2 oz. guajillo chili pods (found in most grocery stores)
2 pounds pork butt or shoulder, 1" dice
2 12-oz. cans white hominy, drained and rinsed
6 cloves garlic, roughly chopped
1 bay leaf
1 tsp. ground cumin
1½ tsp. dry Mexican oregano, crumbled
½ small cabbage, sliced thin
½ bunch cilantro, chopped
2 limes, cut into wedges
1 avocado, ½" cubes
½ yellow or white onion, ½" diced
4 red radishes, sliced thin
2 jalapenos, sliced thin
2 large tomatoes, ½" diced
½ lb. tortilla chips
Put 2 quarts of water in a sauce pot and 1½ c. water in another. Place on medium heat and begin to bring them to a boil. While you are waiting, slit a hole in the side of the chili pods and remove the seeds, large veins and stems. Heat up a skillet and toast the chilies for a few minutes. They will soften a little, but don’t let them burn. When the water comes to a boil in the smaller pot, place the chilies in it, turn off the burner, cover and let them steep for about 15 minutes.

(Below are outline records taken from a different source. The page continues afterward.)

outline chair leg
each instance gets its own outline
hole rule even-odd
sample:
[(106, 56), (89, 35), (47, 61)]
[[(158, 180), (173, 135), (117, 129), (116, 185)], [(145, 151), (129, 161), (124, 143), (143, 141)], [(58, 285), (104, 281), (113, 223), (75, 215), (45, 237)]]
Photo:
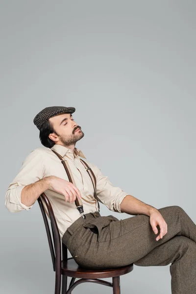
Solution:
[(121, 294), (120, 276), (112, 278), (113, 294)]
[(61, 294), (65, 294), (67, 288), (67, 276), (63, 274), (62, 277)]

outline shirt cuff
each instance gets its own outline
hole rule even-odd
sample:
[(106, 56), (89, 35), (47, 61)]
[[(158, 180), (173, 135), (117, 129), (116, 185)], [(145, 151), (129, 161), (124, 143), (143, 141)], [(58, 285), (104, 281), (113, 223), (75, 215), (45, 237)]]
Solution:
[(118, 199), (114, 204), (114, 208), (117, 212), (119, 212), (120, 213), (122, 213), (123, 212), (123, 211), (121, 211), (121, 210), (120, 205), (124, 198), (127, 195), (129, 195), (129, 194), (124, 192), (124, 191), (122, 191), (119, 195)]
[(18, 205), (19, 208), (21, 209), (26, 209), (26, 210), (29, 210), (31, 208), (33, 204), (30, 205), (30, 206), (26, 206), (21, 202), (21, 192), (23, 189), (25, 187), (25, 186), (19, 186), (16, 187), (11, 191), (12, 194), (12, 197), (10, 198), (10, 202), (15, 203)]

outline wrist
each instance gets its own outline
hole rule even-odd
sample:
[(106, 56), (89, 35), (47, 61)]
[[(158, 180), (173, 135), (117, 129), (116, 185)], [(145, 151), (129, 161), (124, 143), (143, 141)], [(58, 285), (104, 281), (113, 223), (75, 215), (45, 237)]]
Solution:
[(46, 177), (43, 178), (43, 179), (46, 184), (47, 189), (46, 190), (48, 190), (48, 189), (50, 189), (52, 188), (52, 181), (53, 179), (53, 176), (52, 175), (46, 176)]
[(148, 208), (148, 216), (150, 217), (150, 215), (155, 212), (157, 211), (157, 209), (153, 206), (149, 206)]

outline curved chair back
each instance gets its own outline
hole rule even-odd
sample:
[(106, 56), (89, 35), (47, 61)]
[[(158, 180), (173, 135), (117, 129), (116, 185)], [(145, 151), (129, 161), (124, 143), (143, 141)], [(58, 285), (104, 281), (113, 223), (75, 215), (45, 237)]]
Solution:
[[(44, 224), (45, 225), (48, 241), (52, 261), (53, 269), (54, 271), (56, 271), (56, 269), (59, 270), (61, 269), (62, 255), (63, 256), (63, 260), (66, 260), (68, 259), (68, 249), (66, 245), (61, 242), (59, 232), (53, 209), (47, 196), (45, 193), (42, 193), (37, 200), (42, 212)], [(49, 221), (47, 215), (44, 209), (43, 201), (44, 201), (46, 204), (49, 216), (52, 235), (50, 233), (49, 226)], [(61, 249), (62, 251), (62, 255)]]

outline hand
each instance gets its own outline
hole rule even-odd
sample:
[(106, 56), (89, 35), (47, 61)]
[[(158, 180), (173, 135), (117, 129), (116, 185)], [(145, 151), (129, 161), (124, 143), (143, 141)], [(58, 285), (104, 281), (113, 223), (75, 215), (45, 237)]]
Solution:
[(160, 232), (159, 235), (156, 237), (156, 241), (158, 241), (160, 239), (162, 239), (168, 232), (168, 225), (157, 209), (153, 210), (150, 214), (150, 223), (155, 234), (158, 233), (158, 229), (156, 227), (157, 225), (159, 226)]
[(79, 190), (72, 183), (56, 176), (51, 176), (50, 187), (58, 193), (64, 195), (66, 202), (69, 200), (72, 203), (75, 201), (77, 195), (79, 199), (82, 198)]

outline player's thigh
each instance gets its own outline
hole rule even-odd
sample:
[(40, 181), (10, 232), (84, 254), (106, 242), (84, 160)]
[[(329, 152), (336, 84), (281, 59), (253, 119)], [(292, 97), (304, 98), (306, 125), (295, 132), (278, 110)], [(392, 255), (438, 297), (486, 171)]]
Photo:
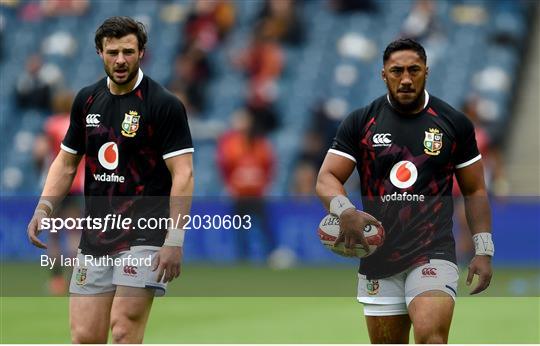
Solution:
[(364, 305), (369, 338), (374, 344), (409, 342), (411, 321), (405, 304), (405, 273), (367, 280), (358, 275), (358, 301)]
[(113, 342), (142, 342), (154, 294), (153, 289), (117, 286), (111, 308)]
[(114, 292), (94, 295), (72, 293), (69, 322), (73, 343), (106, 343)]
[(427, 291), (409, 304), (416, 343), (447, 343), (454, 299), (443, 291)]
[(448, 341), (458, 278), (457, 266), (443, 260), (408, 273), (405, 293), (416, 342)]
[[(405, 304), (403, 304), (405, 307)], [(369, 308), (369, 309), (368, 309)], [(385, 309), (398, 310), (399, 305), (364, 305), (366, 324), (369, 339), (372, 344), (407, 344), (409, 343), (409, 331), (411, 320), (404, 309), (398, 315), (384, 315)], [(371, 311), (367, 311), (371, 310)], [(380, 313), (378, 314), (377, 311)]]

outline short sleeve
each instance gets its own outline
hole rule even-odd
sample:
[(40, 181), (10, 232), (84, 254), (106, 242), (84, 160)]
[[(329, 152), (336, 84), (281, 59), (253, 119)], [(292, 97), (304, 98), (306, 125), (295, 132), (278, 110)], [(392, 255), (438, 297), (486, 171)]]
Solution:
[(84, 104), (89, 97), (87, 93), (81, 90), (71, 106), (71, 115), (69, 120), (69, 128), (66, 132), (64, 140), (60, 144), (60, 148), (68, 153), (75, 155), (83, 155), (86, 148), (86, 124), (84, 114)]
[(456, 169), (464, 168), (472, 165), (482, 158), (478, 145), (476, 144), (476, 136), (473, 123), (463, 115), (459, 124), (458, 133), (456, 136), (456, 152), (454, 162)]
[(182, 102), (170, 95), (157, 107), (156, 138), (163, 159), (192, 153), (193, 143)]
[(359, 111), (349, 114), (338, 128), (336, 137), (332, 142), (332, 146), (328, 150), (329, 153), (346, 157), (355, 163), (359, 157), (359, 136), (361, 129), (359, 127), (361, 113)]

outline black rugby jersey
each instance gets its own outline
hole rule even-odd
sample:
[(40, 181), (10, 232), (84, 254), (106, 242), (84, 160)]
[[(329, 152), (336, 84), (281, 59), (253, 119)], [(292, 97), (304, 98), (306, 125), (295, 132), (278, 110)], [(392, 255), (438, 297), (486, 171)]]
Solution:
[(329, 152), (356, 162), (364, 210), (386, 239), (359, 272), (380, 279), (445, 259), (456, 263), (452, 184), (456, 169), (478, 160), (471, 121), (425, 92), (424, 109), (397, 112), (388, 96), (351, 113)]
[[(83, 253), (116, 253), (134, 245), (162, 246), (166, 228), (137, 229), (138, 218), (169, 217), (171, 174), (165, 159), (193, 152), (184, 106), (139, 70), (135, 88), (113, 95), (108, 78), (75, 98), (62, 149), (85, 155), (85, 216), (133, 219), (125, 229), (85, 228)], [(135, 230), (132, 229), (135, 228)]]

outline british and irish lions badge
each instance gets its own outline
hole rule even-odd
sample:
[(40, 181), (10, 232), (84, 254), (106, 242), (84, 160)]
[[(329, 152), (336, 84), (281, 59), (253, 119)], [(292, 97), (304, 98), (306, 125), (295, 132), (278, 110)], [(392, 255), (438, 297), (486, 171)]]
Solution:
[(426, 136), (424, 137), (424, 152), (428, 155), (439, 155), (442, 148), (442, 133), (439, 129), (429, 129), (424, 131)]
[(139, 129), (139, 118), (141, 116), (136, 111), (129, 111), (124, 114), (122, 121), (122, 135), (125, 137), (135, 137)]

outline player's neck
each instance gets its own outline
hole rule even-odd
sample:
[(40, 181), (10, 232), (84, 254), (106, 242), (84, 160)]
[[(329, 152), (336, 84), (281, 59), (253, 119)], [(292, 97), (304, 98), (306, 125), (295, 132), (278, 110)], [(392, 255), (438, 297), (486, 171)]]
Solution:
[(133, 91), (133, 89), (135, 89), (139, 85), (139, 83), (142, 80), (142, 75), (143, 75), (142, 71), (141, 69), (139, 69), (137, 71), (137, 75), (133, 77), (133, 79), (129, 81), (129, 83), (122, 84), (122, 85), (116, 84), (111, 78), (107, 78), (107, 87), (109, 88), (109, 91), (113, 95), (127, 94)]
[(399, 103), (389, 93), (386, 95), (386, 99), (388, 100), (390, 106), (392, 106), (392, 108), (394, 108), (399, 113), (413, 115), (420, 113), (424, 108), (427, 107), (427, 104), (429, 102), (429, 94), (424, 89), (424, 92), (420, 95), (418, 101), (415, 102), (415, 105), (413, 105), (412, 107), (400, 106)]

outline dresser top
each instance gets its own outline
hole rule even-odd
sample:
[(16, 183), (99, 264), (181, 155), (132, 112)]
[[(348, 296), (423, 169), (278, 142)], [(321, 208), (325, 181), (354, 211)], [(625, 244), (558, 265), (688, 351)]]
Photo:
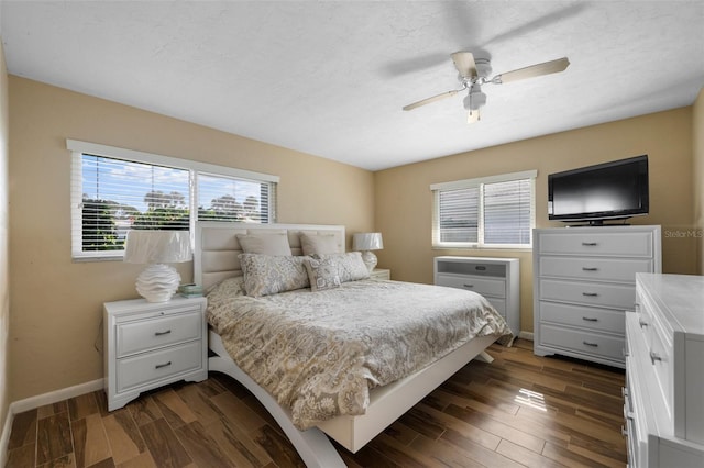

Place a lightly oiled skillet on high heat. Pat the moisture off the pork with a paper towel, then season with salt. Carefully place enough pork in the skillet to just fill the bottom in a single layer. Sear the meat to a rich brown color, working in batches (remove to a plate). When all the meat is done, add the garlic to the pan, stir for about 10 seconds, then add the meat back to the skillet, if there’s enough room for all of it; otherwise ½ will do. Turn pan off and add 1 c. boiling water to the pan and remove the brown bits in the bottom of the skillet. Add all of this plus 1 Tbs. salt to the large pot of boiling water. To this, add the hominy, bay leaf, cumin and oregano. Bring to a simmer.
Place the chili pods, 1 Tbs. salt, and ½ of the liquid into a blender. Place the lid on the blender then cover with a kitchen towel to help protect against splash-back due to the heat of the liquid. Purée until smooth. Add the rest of the liquid, then repeat the purée process. Push the purée through a strainer with a rubber spatula, then add to the simmering pork and hominy. Simmer for two hours or until the pork is very tender. Adjust the flavor with more salt if needed. This should be a brothy soup with medium to light body.
Ladle this into a soup bowl and personalize it with whichever garnishes you prefer.